Cependant, selon une cliente déçue qui avait découvert dans son fonds SociéTerre des investissements dans le secteur pétrolier, si les établissements financiers s’avancent sur des thèmes tels que la protection de l’environnement, « il faut s’attendre à ce qu’il y a ait des réactions chez les clients s’ils font des choses qui sont en contradiction » avec leurs prétentions.
« Si ça ce sont les fonds éthiques, qu’est-ce qu’il y a dans les fonds qui ne le sont pas? », avait-elle déploré. À son avis, « c’est un peu de l’écoblanchiment, c’est donner l’apparence d’être vert.

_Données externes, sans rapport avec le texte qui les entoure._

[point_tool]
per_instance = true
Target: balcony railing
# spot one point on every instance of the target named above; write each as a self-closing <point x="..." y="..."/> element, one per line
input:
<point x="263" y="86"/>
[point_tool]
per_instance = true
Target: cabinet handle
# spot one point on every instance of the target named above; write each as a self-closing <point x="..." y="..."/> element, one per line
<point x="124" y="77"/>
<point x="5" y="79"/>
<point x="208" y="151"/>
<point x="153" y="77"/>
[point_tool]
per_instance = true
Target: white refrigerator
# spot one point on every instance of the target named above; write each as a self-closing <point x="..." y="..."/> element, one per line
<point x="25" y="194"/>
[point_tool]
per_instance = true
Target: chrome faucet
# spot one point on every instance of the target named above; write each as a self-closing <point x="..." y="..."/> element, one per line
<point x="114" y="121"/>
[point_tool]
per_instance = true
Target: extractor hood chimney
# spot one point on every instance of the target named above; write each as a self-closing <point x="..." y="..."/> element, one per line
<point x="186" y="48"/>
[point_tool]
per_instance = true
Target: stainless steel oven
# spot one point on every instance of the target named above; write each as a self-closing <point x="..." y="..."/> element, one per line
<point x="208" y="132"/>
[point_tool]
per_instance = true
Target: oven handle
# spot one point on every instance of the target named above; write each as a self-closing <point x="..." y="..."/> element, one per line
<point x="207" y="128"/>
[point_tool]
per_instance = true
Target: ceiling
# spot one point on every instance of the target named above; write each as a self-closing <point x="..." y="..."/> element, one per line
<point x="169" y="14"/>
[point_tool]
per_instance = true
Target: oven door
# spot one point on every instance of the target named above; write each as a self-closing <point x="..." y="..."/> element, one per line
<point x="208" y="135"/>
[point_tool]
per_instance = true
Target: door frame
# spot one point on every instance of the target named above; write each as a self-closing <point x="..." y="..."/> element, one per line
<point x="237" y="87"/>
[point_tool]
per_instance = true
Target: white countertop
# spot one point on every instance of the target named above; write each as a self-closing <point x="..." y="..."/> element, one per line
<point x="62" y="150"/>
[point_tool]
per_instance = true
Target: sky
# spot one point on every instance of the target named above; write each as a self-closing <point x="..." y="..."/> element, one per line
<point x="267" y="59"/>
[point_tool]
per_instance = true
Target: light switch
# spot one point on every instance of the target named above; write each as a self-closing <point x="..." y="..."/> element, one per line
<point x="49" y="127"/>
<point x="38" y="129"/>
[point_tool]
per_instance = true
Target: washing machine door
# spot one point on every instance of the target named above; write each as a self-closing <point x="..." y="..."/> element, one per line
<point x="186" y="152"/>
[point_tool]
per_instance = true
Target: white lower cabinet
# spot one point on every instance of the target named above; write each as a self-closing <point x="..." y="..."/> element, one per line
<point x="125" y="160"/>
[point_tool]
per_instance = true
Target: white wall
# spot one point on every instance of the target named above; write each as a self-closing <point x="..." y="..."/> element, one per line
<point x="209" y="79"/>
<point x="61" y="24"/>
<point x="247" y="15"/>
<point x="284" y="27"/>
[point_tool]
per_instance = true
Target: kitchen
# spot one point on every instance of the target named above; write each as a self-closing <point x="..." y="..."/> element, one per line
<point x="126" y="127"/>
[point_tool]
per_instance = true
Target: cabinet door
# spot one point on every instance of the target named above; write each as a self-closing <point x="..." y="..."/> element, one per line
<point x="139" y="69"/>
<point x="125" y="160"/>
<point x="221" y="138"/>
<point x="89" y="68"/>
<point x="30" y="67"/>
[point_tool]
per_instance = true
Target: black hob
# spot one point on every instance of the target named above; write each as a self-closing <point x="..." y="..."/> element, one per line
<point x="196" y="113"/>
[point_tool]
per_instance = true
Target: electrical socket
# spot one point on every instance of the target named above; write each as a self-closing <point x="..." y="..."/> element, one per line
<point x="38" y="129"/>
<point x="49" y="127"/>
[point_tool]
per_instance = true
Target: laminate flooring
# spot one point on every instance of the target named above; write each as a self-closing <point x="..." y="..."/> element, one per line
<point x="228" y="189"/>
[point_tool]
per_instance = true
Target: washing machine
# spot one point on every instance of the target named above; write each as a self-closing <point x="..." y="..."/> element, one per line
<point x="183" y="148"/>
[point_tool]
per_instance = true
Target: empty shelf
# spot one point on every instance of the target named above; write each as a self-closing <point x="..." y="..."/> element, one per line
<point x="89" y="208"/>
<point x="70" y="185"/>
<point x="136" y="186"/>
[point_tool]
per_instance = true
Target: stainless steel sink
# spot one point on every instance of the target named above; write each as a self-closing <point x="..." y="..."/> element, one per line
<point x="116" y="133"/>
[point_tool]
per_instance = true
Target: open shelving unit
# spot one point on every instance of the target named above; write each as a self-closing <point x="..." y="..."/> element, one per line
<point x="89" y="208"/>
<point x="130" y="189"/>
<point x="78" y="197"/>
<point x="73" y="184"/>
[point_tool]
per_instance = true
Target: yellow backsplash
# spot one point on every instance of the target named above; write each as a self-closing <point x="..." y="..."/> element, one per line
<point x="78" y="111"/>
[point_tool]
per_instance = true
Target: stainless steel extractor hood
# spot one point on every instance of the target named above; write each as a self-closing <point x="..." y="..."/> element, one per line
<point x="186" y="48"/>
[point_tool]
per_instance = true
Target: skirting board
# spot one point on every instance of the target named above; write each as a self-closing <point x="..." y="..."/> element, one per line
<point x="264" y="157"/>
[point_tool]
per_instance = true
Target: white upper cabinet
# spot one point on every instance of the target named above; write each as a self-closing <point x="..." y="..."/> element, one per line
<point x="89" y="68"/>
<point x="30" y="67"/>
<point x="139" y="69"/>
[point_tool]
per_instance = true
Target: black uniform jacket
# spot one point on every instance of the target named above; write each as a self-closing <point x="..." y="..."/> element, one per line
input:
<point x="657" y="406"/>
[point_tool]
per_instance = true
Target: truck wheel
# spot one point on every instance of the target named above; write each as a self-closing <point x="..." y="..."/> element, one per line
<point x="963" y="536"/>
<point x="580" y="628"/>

Au niveau de la publicité marketing on a visé les gens soucieux au niveau de l’environnement et puis on y met une pétrolière, donc il y a comme un non-sens ici, ça marche pas ».
Selon La Facture, Desjardins a augmenté son nombre de fonds SociéTerre sans pétrole (six sur treize) après un sondage auprès de ses clients.
Rapport de force encore insuffisant pour faire avancer les banques plus vite
Par contre, une des raisons qui permettent aux institutions de se prétendre vertes sans renoncer aux rendements fournis par les entreprises pétrolières et gazières est que tous les épargnants n’ont pas non plus la même sensibilité sur les enjeux et les moyens.
Selon une spécialiste dont les propos ont été rapportés par La Facture, les gens qui boycottent les industries polluantes ne pèsent pas encore suffisamment lourd « pour changer [l’industrie financière] au complet ». À son avis, « si eux [ceux qui boycottent] n’investissent pas, il y aura toujours un autre investisseur, parce que tous n’ont pas la même sensibilité ».
L’Association pour l’investissement responsable (AIR), qui dit représenter l’industrie de l’investissement responsable au Canada, affirme, dans son plus récent rapport, privilégier pour ses membres un « filtrage positif » d’inclusion « d’entreprises qui se dirigent dans la bonne direction », plutôt qu’un « filtrage négatif » d’exclusion d’entreprises qui polluent.
Une vision des choses qui semble être partagée par Desjardins, qui mentionne, dans une autre publicité sur l’investissement responsable, que « les secteurs miniers et énergétiques représentent une partie importante du marché boursier canadien » et que « les inclure permet de les influencer », tandis que « les exclure vous priverait du rendement qu’ils génèrent ».
Verts à condition que...
Selon les gestionnaires et propriétaires d’actifs qui ont répondu au plus récent sondage de l’AIR, les premières raisons de tenir compte de facteurs environnementaux, sociaux et de gouvernement d’entreprise seraient de gérer le risque, d’améliorer les rendements au fil du temps, de satisfaire la demande des clients et de respecter l’obligation fiduciaire.
Selon Desjardins, « si on faisait juste du produit vert vert vert, malheureusement on ne serait pas en mesure ultimement d’offrir un produit financier intéressant. On ne serait pas capable d’accomplir notre promesse : profitable pour vous et profitable pour nous ».